Progress in OODR will mostly be used to help roll out more AI technologies into active deployment more quickly
It sounds like you may be assuming that people will roll out a technology when its reliability meets a certain level X, so that raising reliability of AI systems has no or little effect on the reliability of deployed system (namely it will just be X). I may be misunderstanding.
A more plausible model is that deployment decisions will be based on many axes of quality, e.g. suppose you deploy when the sum of reliability and speed reaches some threshold Y. If that’s the case, then raising reliability will improve the reliability and decrease the speed of deployed systems. If you think that increasing the reliability of AI systems is good (e.g. because AI developers want their AI systems to have various socially desirable properties and are limited by their ability to robustly achieve those properties) then this would be good.
I’m not clear on what part of that picture you disagree with or if you think that this is just small relative to some other risks. My sense is that most of the locally-contrarian views in this post are driven by locally-contrarian quantitative estimates of various risks. If that’s the case, then it seems like the main thing that would shift my view would be some argument about the relative magnitude of risks. I’m not sure if other readers feel similarly.
Research in this area usually does not involve deep or lengthy reflections about the structure of society and human values and interactions, which I think makes this field sort of collectively blind to the consequences of the technologies it will help build.
This is a plausible view, but I’m not sure what negative consequences you have in mind (or how it affects the value of progress in the field rather than the educational value of hanging out with people in the field).

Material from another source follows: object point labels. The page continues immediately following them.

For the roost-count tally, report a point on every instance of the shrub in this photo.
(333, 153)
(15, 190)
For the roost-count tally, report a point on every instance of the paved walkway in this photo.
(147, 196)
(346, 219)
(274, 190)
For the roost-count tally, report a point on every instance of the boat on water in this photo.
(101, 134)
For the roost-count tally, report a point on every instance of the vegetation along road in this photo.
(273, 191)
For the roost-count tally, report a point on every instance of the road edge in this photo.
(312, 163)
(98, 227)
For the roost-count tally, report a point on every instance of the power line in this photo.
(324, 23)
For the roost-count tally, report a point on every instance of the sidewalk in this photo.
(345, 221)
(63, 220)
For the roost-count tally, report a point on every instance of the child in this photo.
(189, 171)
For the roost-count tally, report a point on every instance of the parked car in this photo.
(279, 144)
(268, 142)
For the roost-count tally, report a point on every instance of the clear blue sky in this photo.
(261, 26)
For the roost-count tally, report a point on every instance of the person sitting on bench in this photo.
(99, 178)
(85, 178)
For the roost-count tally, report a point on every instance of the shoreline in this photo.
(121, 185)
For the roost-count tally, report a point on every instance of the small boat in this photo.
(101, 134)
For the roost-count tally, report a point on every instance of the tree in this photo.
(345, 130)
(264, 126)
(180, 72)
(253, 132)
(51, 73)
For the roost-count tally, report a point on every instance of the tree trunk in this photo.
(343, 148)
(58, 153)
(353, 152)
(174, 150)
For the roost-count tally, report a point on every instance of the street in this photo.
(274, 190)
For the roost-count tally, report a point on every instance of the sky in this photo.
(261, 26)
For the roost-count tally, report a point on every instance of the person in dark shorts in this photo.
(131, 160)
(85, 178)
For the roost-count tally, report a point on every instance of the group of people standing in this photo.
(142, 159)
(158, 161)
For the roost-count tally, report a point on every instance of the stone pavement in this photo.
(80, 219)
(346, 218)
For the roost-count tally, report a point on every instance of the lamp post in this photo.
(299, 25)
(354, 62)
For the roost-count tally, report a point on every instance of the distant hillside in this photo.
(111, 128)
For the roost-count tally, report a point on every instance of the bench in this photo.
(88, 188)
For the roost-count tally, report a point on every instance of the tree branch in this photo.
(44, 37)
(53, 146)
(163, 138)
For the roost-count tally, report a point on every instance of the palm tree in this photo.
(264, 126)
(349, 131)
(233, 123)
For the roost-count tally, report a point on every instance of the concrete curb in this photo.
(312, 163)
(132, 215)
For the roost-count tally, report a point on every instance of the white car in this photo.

Incidentally, the main reason I think OODR research is educationally valuable is that it can eventually help with applying agent foundations research to societal-scale safety. Specifically: how can we know if one of the operations (a)-(f) above is safe to perform 1,000,000 times, given that it was safe the first 1,000 times we applied it in a controlled setting, but the setting is changing over time? This is a special case of an OODR question.

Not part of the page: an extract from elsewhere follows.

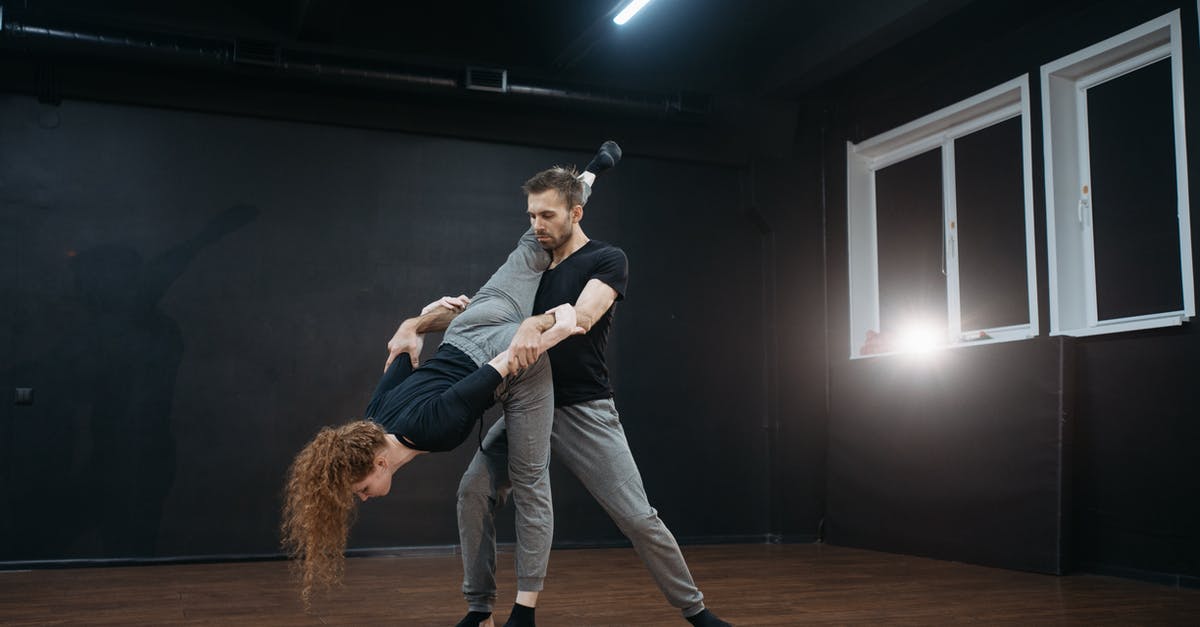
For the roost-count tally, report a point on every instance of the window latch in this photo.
(1085, 204)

That task—how do we test that this system will consistently have property P, given that we can only test property P at training time?---is basically the goal of OODR research. Your prioritization of OODR suggests that maybe you think that’s the “easy part” of the problem (perhaps because testing property P is so much harder), or that OODR doesn’t make meaningful progress on that problem (perhaps because the nature of the problem is so different for different properties P?). Whatever it is, it seems like that’s at the core of the disagreement and you don’t say much about it. I think many people have the opposite intuition, i.e. that much of the expected harm from AI systems comes from behaviors that would have been recognized as problematic at training time.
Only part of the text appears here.